Está mais que na hora das instituições se adaptarem aos consumidores antes que percam sua fidelidade, o que já está acontecendo. De acordo com uma de nossas pesquisas sobre atendimento, 87% dos consumidores param de comprar de uma marca por conta de uma experiência ruim. As empresas só se beneficiam quando conseguem fornecer um atendimento eficiente e ágil. Atrair e estreitar os laços com esses usuários ao oferecer um bom atendimento, além de requerer uma boa comunicação, pede também um plano tecnológico. Uma das maneiras mais eficazes para essa fidelização é implantar uma estratégia omnichannel, que se baseie no uso de diferentes canais de suporte totalmente interligados para atender o consumidor.

Uma das propostas mais inesperadas, além de muito criticada, visa a criação, pelos próprios fornecedores, de plataformas online de solução de disputas. Na prática, entidades como Procon, ou até mesmo o Reclame Aqui, que mediam o relacionamento entre consumidores e empresas seriam deixadas de lado, uma vez que as empresas lidariam diretamente com seus clientes. Outro ponto polêmico se refere ao fato de que essas companhias também têm a opção de integrarem seus canais de SAC com o site consumidor.gov.br, o que a Ordem de Advogados do Brasil (OAB) entendeu que fere o Código de Defesa do Consumidor, já que a Senacon seria a responsável por estabelecer os critérios de integração na plataforma.

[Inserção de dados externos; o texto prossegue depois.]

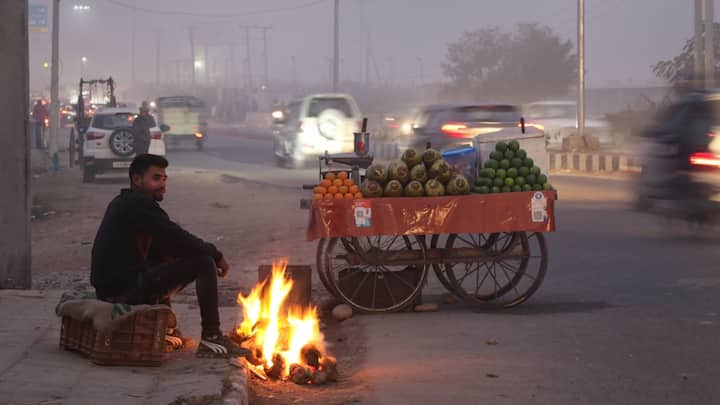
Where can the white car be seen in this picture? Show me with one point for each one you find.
(559, 119)
(316, 124)
(108, 143)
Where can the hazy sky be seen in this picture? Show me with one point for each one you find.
(408, 38)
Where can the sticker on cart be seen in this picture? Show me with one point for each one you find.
(363, 214)
(538, 207)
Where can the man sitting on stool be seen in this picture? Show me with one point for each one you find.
(141, 257)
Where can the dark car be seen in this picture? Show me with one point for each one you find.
(449, 126)
(681, 152)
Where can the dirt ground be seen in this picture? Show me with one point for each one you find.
(252, 224)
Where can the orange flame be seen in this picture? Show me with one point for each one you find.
(275, 329)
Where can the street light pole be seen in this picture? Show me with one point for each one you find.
(336, 53)
(54, 85)
(581, 68)
(15, 246)
(709, 44)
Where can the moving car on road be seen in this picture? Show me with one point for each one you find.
(559, 120)
(454, 125)
(109, 142)
(315, 124)
(681, 159)
(186, 116)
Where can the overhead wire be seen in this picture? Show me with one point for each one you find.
(181, 13)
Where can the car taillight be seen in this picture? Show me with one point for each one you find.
(705, 159)
(533, 125)
(453, 129)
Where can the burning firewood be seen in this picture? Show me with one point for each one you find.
(300, 374)
(285, 343)
(275, 372)
(329, 365)
(311, 355)
(319, 377)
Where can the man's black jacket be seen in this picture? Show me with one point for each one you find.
(116, 258)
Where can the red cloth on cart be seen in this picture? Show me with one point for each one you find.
(475, 213)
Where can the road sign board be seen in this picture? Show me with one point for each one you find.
(38, 18)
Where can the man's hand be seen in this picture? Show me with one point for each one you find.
(223, 267)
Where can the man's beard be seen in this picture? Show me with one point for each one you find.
(157, 194)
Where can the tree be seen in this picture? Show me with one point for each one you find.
(530, 63)
(681, 68)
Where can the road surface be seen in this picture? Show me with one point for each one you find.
(628, 312)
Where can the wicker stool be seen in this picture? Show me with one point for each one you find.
(138, 340)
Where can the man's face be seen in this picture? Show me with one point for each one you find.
(152, 183)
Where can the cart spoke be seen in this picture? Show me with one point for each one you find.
(516, 271)
(360, 284)
(388, 244)
(469, 243)
(410, 286)
(389, 290)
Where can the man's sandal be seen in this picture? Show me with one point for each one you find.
(219, 347)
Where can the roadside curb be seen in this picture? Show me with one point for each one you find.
(602, 162)
(237, 389)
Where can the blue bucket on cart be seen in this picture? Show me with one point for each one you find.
(463, 160)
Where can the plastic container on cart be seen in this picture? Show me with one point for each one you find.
(463, 159)
(533, 143)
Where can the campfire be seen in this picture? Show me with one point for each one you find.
(284, 338)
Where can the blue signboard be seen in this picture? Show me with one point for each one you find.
(37, 17)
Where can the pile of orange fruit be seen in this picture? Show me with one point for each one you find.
(336, 185)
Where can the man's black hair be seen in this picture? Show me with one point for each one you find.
(143, 162)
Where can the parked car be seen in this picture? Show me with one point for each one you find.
(559, 120)
(108, 142)
(186, 116)
(681, 153)
(397, 124)
(313, 125)
(450, 126)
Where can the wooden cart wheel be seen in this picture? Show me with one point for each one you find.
(370, 285)
(510, 270)
(439, 269)
(327, 251)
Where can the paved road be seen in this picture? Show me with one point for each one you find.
(628, 312)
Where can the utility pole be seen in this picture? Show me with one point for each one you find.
(581, 68)
(294, 72)
(248, 52)
(206, 63)
(191, 32)
(15, 145)
(698, 46)
(157, 57)
(265, 56)
(367, 60)
(336, 52)
(132, 51)
(709, 44)
(55, 87)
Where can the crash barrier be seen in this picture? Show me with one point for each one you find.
(557, 160)
(593, 162)
(258, 120)
(385, 151)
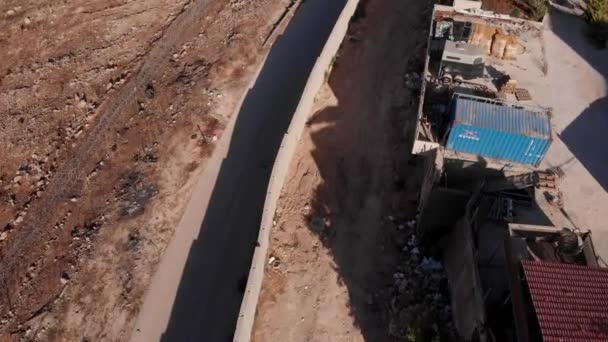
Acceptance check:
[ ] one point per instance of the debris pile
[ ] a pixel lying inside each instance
(134, 193)
(419, 308)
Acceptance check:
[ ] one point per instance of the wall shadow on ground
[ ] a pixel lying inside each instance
(361, 152)
(586, 136)
(212, 284)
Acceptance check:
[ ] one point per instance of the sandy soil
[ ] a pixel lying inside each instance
(335, 245)
(108, 111)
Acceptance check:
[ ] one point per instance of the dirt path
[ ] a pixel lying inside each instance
(108, 111)
(333, 248)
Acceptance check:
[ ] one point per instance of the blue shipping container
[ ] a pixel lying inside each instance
(498, 130)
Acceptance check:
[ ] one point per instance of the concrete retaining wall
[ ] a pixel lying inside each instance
(279, 171)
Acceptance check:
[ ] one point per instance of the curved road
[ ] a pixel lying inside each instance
(196, 293)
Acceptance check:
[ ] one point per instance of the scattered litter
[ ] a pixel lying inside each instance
(274, 262)
(430, 265)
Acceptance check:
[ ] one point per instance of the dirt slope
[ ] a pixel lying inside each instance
(335, 245)
(108, 110)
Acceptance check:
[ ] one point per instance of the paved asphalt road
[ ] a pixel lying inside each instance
(197, 291)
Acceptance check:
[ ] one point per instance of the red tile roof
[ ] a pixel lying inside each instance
(570, 301)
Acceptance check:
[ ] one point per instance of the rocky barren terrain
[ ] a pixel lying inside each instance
(108, 110)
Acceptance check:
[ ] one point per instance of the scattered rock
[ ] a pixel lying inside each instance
(150, 91)
(317, 223)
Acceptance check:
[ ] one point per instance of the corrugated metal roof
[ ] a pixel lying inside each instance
(570, 301)
(504, 118)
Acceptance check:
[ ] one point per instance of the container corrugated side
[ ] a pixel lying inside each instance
(497, 144)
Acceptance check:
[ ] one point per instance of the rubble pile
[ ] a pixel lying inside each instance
(419, 308)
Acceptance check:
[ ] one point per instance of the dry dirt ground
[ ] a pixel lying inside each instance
(108, 110)
(340, 222)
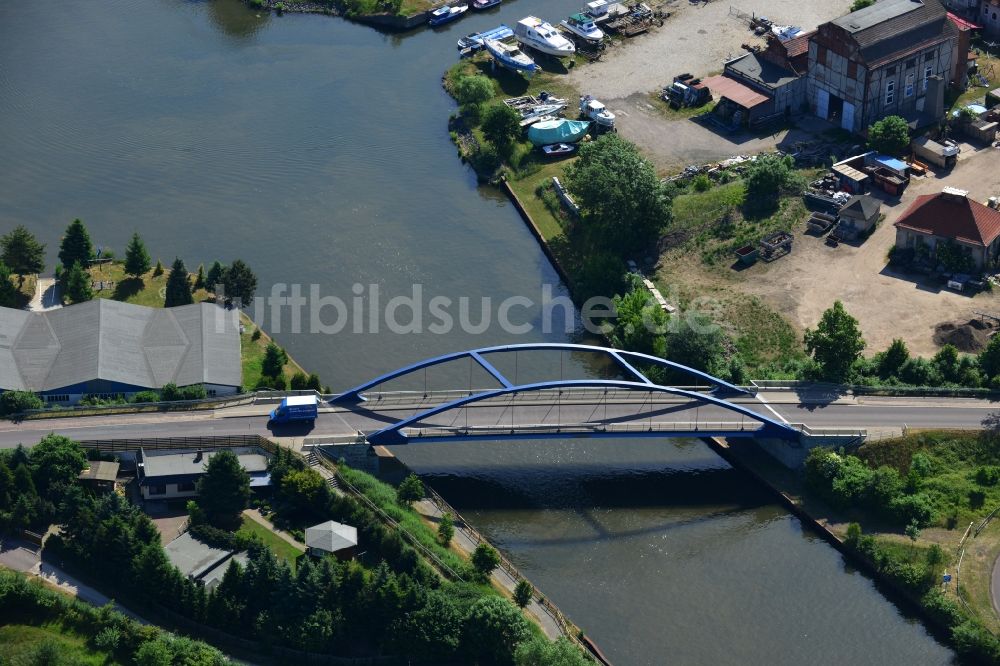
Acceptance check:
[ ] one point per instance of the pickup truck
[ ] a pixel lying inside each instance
(295, 408)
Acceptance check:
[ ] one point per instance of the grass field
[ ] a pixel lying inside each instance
(48, 644)
(282, 549)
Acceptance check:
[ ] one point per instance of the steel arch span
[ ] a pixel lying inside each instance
(395, 433)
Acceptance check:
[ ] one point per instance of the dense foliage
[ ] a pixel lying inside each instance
(623, 204)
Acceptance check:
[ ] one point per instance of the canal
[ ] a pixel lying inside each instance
(316, 150)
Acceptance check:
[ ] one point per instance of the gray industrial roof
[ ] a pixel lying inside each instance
(891, 26)
(119, 342)
(157, 464)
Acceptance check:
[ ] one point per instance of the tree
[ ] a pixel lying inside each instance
(274, 361)
(989, 358)
(523, 592)
(892, 359)
(22, 252)
(224, 490)
(78, 287)
(474, 90)
(56, 459)
(76, 246)
(485, 559)
(410, 490)
(493, 629)
(835, 343)
(137, 261)
(178, 286)
(10, 297)
(446, 530)
(214, 277)
(891, 135)
(501, 127)
(15, 402)
(624, 206)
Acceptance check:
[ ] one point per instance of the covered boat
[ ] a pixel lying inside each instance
(445, 14)
(476, 39)
(562, 130)
(509, 56)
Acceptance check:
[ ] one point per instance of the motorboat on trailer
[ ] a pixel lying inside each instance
(476, 39)
(583, 26)
(535, 33)
(509, 56)
(447, 14)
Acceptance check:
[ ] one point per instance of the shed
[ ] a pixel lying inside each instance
(332, 537)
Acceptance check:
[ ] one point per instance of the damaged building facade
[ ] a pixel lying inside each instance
(895, 57)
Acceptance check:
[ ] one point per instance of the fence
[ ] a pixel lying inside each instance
(167, 443)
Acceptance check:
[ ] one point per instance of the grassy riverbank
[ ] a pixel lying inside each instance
(904, 507)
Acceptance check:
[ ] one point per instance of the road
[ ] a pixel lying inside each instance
(814, 410)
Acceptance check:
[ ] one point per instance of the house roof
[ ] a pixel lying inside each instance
(160, 465)
(890, 28)
(863, 205)
(118, 342)
(743, 95)
(331, 536)
(952, 215)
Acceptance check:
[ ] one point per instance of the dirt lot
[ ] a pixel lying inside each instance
(887, 305)
(697, 38)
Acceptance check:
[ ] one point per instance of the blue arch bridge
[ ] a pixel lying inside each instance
(630, 405)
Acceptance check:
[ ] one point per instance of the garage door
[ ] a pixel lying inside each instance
(847, 119)
(822, 104)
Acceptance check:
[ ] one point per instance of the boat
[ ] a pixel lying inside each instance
(534, 32)
(583, 26)
(446, 14)
(555, 149)
(562, 130)
(509, 56)
(476, 39)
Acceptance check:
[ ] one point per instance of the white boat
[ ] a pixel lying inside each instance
(534, 32)
(509, 56)
(583, 26)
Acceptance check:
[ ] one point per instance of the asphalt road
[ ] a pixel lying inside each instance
(816, 411)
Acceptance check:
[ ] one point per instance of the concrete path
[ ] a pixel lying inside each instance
(257, 517)
(466, 541)
(47, 296)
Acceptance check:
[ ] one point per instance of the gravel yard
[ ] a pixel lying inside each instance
(887, 305)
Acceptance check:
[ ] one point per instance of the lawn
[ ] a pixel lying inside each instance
(252, 352)
(25, 644)
(282, 549)
(150, 290)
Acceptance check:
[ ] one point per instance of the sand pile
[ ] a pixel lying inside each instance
(968, 336)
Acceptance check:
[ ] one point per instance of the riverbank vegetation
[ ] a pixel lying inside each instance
(915, 508)
(39, 625)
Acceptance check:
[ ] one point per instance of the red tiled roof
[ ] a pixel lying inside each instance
(743, 95)
(952, 216)
(799, 44)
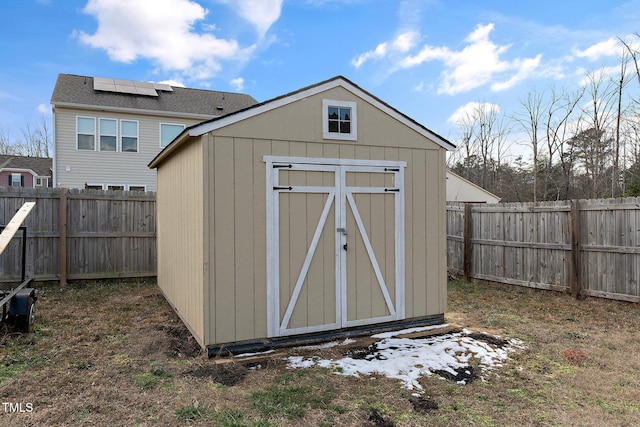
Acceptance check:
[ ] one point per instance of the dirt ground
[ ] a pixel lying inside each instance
(116, 354)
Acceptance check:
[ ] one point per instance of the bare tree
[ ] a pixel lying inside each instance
(35, 139)
(593, 140)
(558, 127)
(483, 145)
(529, 121)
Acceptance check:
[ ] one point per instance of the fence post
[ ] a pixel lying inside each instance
(63, 237)
(576, 256)
(466, 236)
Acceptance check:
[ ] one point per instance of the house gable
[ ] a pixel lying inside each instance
(104, 138)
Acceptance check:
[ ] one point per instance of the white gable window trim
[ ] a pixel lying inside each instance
(108, 130)
(129, 136)
(339, 120)
(86, 133)
(168, 132)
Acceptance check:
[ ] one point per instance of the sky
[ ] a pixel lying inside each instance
(430, 59)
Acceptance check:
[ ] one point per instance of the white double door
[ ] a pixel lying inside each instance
(335, 243)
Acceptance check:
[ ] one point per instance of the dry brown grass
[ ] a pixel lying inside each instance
(115, 354)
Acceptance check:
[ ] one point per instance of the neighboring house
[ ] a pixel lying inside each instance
(316, 214)
(22, 171)
(462, 190)
(107, 130)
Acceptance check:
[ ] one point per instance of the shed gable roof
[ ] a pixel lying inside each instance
(78, 91)
(338, 81)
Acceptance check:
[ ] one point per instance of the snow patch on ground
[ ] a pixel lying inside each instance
(408, 359)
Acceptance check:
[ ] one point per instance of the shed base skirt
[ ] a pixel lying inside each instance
(255, 346)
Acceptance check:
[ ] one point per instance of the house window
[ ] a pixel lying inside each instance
(108, 134)
(86, 131)
(339, 120)
(16, 180)
(168, 133)
(129, 129)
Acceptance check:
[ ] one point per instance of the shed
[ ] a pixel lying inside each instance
(317, 214)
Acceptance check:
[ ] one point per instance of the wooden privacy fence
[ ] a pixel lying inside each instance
(81, 234)
(589, 247)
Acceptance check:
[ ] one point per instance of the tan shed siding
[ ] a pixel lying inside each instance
(237, 226)
(375, 128)
(443, 233)
(180, 237)
(107, 168)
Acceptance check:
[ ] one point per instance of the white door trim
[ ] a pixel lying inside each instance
(342, 196)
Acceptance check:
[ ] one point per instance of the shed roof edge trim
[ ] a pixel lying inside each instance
(339, 81)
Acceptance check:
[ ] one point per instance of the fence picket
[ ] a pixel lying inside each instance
(589, 247)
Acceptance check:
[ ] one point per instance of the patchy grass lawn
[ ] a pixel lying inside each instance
(115, 354)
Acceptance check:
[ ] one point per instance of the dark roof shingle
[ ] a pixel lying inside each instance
(78, 90)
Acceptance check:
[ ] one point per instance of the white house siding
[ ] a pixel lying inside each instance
(75, 168)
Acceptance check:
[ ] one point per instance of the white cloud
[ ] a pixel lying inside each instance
(262, 14)
(470, 109)
(161, 32)
(524, 68)
(606, 48)
(401, 44)
(237, 84)
(477, 64)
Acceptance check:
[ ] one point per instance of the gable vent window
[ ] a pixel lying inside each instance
(339, 120)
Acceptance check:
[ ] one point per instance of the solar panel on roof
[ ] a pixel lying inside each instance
(124, 86)
(163, 86)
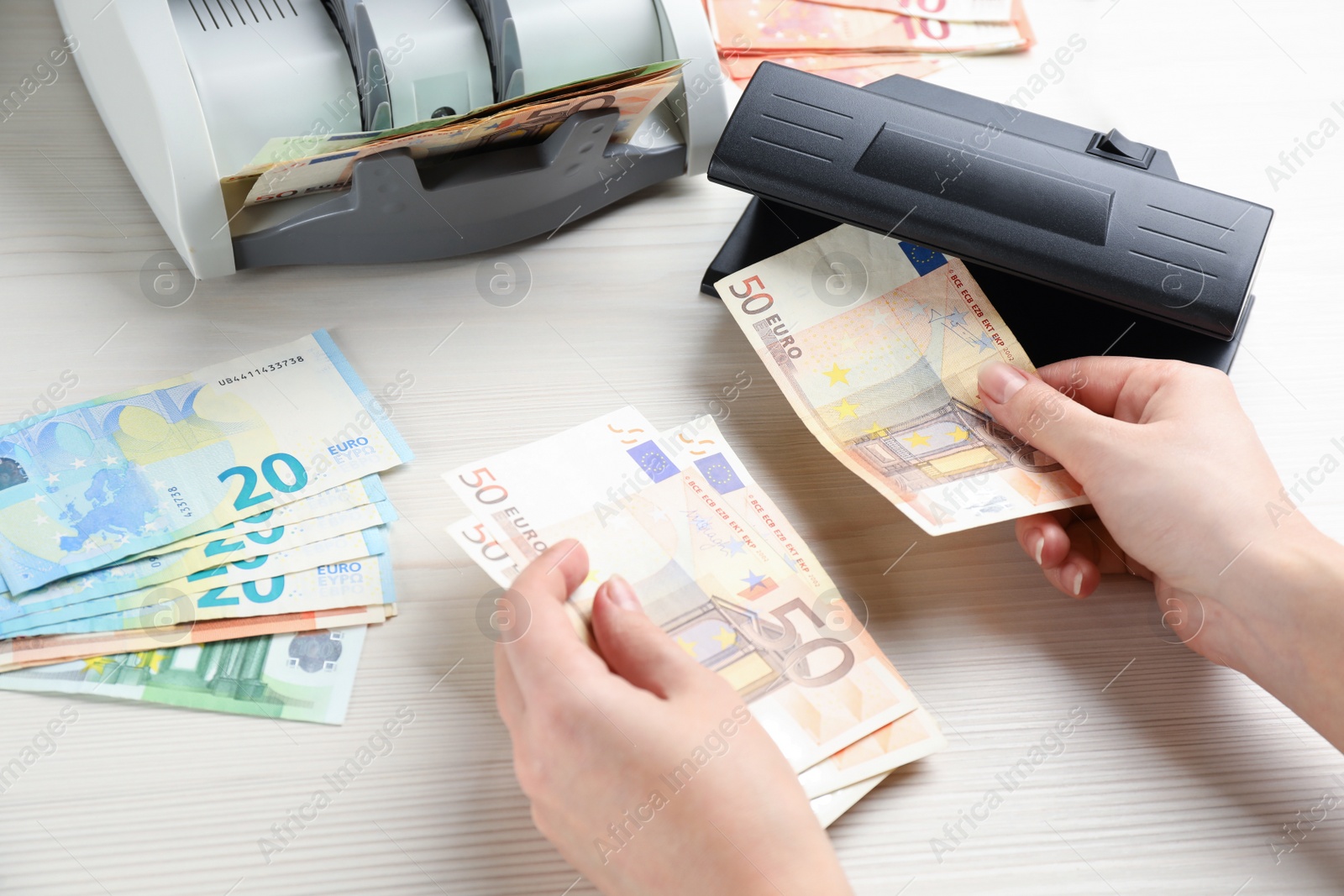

Provando que está em conformidade com a LGPD, a proposta de alteração ainda garante que os dados pessoais do consumidor serão preservados, mantidos em sigilo e utilizados exclusivamente para os fins do atendimento. Ademais, o decreto propõe retirar o tempo de espera de um minuto nos canais multimeios, porém, insere um prazo de resolução de chamada para as manifestações, que devem ser apresentadas em até sete dias úteis. É uma proposta curiosa, pois, em teoria, a melhor prática seria implantar as duas ferramentas em conjunto.

Já as empresas que haviam implementado completamente o atendimento por bots devem se preparar para contratar novos funcionários, pois uma das alterações propõe o atendimento humano vinte e quatro horas por dia, remoto ou presencial ao consumidor entre as alternativas de canais disponibilizados pelo prestador de serviços.

Por fim, entre todas as mudanças que devem ocorrer, o consumidor terá a chance de avaliar qual o melhor estabelecimento para compras e contratação de serviços. Uma entidade vinculada à Senacon ou agência reguladora competente disponibilizará um ranqueamento do SAC de cada empresa. Lá estarão as melhores e piores instituições em atendimento ao cliente em uma série de avaliações feitas por quem já foi consumidor, além do grau de judicialização do negócio em relação a essas demandas.